When a friend described this to me yesterday it struck me as a good example of the mental transformation described in Psalm 27. How do we get from the state of mind in verse 2:
בִּקְרֹ֤ב עָלַ֨י ׀ מְרֵעִים֮ לֶאֱכֹ֢ל אֶת־בְּשָׂ֫רִ֥י צָרַ֣י וְאֹיְבַ֣י לִ֑י הֵ֖מָּה כָשְׁל֣וּ וְנָפָֽלוּ׃
When the bad angels
Crowd close over me
To eat my flesh
They fail And fall.
To that in verse 6:
וְעַתָּ֨ה יָר֪וּם רֹאשִׁ֡י עַ֤ל אֹיְבַ֬י סְֽבִיבוֹתַ֗י וְאֶזְבְּחָ֣ה בְ֭אׇהֳלוֹ זִבְחֵ֣י תְרוּעָ֑ה אָשִׁ֥ירָה וַ֝אֲזַמְּרָ֗ה לַֽיהֹוָֽה׃
In that moment
My head will rise
High above my surrounding enemies
I will gift Her
Beautiful sacrifices of sound
Poetry and song to YHVH
The 16th century kabbalist Moshe Alsheich illuminates the phrase “My constrainers, My enemies”:
צרי ואויבי הם צרי ואויבי הנפש
My constrainers and my enemies are the constrainers and enemies of the soul.

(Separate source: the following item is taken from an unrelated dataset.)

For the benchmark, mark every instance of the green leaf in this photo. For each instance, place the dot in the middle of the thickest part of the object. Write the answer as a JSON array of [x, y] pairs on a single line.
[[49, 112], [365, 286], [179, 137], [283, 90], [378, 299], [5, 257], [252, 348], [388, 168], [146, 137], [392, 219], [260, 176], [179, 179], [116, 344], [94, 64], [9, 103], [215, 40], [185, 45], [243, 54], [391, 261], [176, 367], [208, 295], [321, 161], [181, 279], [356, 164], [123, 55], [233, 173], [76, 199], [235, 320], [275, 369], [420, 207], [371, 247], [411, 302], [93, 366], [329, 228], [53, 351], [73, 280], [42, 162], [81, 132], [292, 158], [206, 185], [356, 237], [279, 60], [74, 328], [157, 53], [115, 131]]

The question, then is an internal one: How can I change my inner world from a state of fear and anxiety into one of confidence and peace?
Two possibilities surface in my search for an answer, one available, immediate and short-lived, and the other demands work and time but can be offer a much longer stay in the state of peace.
The quick option appears in the following Hassidic teaching:
“It is written (in Genesis): “The tree in the midst of the garden.” Whenever a person prays, they should think that they are in the garden…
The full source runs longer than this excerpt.